Among the main inputs of the UFRM is the LULC raster of the survey area. Since the aim of this paper is to perform a diachronic analysis between 1990 and 2018, two rasters (one for each year considered) have been used for each of the two modeling runs. CLC shapefiles, for 1990 and 2018, have been downloaded for the Rome metropolitan area from the online repository made available by ISPRA [72]. The shapefiles have been converted to raster with 10mx10m pixels.

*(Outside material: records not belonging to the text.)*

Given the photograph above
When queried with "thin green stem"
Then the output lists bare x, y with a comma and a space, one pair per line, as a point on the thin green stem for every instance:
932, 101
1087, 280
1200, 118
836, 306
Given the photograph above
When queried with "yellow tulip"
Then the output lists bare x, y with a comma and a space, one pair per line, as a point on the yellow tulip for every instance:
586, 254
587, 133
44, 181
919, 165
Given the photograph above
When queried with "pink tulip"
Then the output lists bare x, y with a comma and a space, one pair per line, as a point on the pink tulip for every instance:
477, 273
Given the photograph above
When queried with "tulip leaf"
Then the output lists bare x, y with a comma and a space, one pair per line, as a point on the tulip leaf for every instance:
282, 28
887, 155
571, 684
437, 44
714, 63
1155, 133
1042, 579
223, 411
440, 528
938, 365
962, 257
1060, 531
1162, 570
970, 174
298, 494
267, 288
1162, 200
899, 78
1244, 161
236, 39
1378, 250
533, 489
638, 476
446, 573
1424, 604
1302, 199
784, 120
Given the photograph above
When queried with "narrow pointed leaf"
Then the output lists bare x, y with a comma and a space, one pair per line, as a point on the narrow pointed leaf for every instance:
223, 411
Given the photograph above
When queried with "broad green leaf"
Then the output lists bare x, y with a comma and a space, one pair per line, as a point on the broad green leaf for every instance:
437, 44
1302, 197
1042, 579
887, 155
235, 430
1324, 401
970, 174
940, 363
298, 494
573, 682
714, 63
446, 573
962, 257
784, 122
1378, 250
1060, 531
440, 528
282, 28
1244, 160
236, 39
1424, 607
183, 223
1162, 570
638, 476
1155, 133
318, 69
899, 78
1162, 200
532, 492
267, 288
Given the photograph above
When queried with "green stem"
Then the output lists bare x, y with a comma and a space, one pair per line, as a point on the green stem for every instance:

2.4.2. Hydrologic Soil Groups

Hydrologic soil groups are a fundamental component of the curve number method for estimating rainfall-runoff and they indicate the potential behavior of soils in generating surface water runoff. Runoff occurs when rainfall intensity exceeds the infiltration capacity of soils. The physical nature of the soils (e.g., their texture, compaction, etc.) is decisive in this respect: fine-textured clay soils, for example, have less pore spacing than sandy soils, resulting in slower water infiltration [91]. Based on similar pedoclimatic characteristics, therefore, USDA [91] divides soils into four main groups, with increasing potential runoff, named A (that usually contains 90% sand and less than 10% clay), B (10 to 20% clay and 50 to 90% sand), C (20 to 40% clay and less than 50% sand), and D (more than 40% clay and less than 50% sand). The UFRM, which is used in this work, requires as input, cartographic (raster) data on the hydrological groups in the survey area. These data have been retrieved from a global dataset [86] that is specifically intended for hydrological modeling. The raster has been subsequently resampled with 10mx10m pixels.

2.4.3. Curve Number

As mentioned above, the curve number is an empirical parameter that describes the runoff formation following a specific rainfall for each specific “soil-cover complexes”, the association between hydrological groups, and the land-use land-cover classes [92,93]. Using a look-up table (see Table A1 in Appendix A), curve number values (for average antecedent wet condition) have been assigned to the association between hydrological group and soil-cover class (at III level of Corine land-cover classification). The look-up table used has been commissioned by the region of Tuscany to the Department of Environmental Engineering of the University of Florence [87]. This table is compiled on the basis of the indications of the USDA-Natural Resources Conservation Service [93] and provides curve number values associated with the land-use classes of the Corine land-cover legend. As there are no such tables available for the metropolitan area of Rome, this table has been considered to be sufficiently adequate for the purpose of our work. Of course, for complete and more precise hydrological modeling, the ideal would be to use an empirical curve number obtained from field experiments. In any case, complete and precise hydrological modeling is not the purpose of this work, which rather focuses mainly on the effect of land-use changes on water retention capacity or rather, ES supply.

2.4.4. Rainfall Depth

Another parameter required by the UFRM is the rainfall depth (mm) of the simulated weather event, namely the amount of precipitation fallen in a given period of time. To calculate the rainfall depth, the rainfall intensity–duration–frequency curves made available by the Regional Agency for Civil Protection have been considered. In particular, the arithmetic mean of the rainfall possibility values (with a 50-year return period and 24-h rainfall duration) has been calculated for seven rain gauge stations distributed throughout the metropolitan territory. The average value calculated corresponds to 170 mm of rainfall depth in 24 h. The return period used is common in modeling investigating the effect of LULC change on flood mitigation [94].
Once the required data had been collected and processed, two modeling runs were carried out using the UFRM. In particular, the only difference between the two modeling runs had been the different input data for the LULC raster: one for 1990 and the other for 2018. The other parameters have been left unchanged, to isolate the effects on runoff retention capacity, due to land-use/cover change only. As output, the software returned in raster format, the runoff retention capacity (the ES flood mitigation supply) for the two different years investigated. Lastly, in order to quantify the change in ES supply between 1990 and 2018, a subtraction between the two runoff retention capacity rasters has been elaborated, using the raster calculator tool of the spatial analysis software ArcGIS. The final raster identifies the location and extent of changes in ES supply that occurred between 1990 and 2018. It should be noted that the modeling is based on a hypothetical single meteoric event with a 50-year return period and 24-h duration (rainfall height equal to 170 mm). The change between 1990 and 2018 in the ES supply is therefore the difference in rainfall retention capacity calculated for a single event of the type described above.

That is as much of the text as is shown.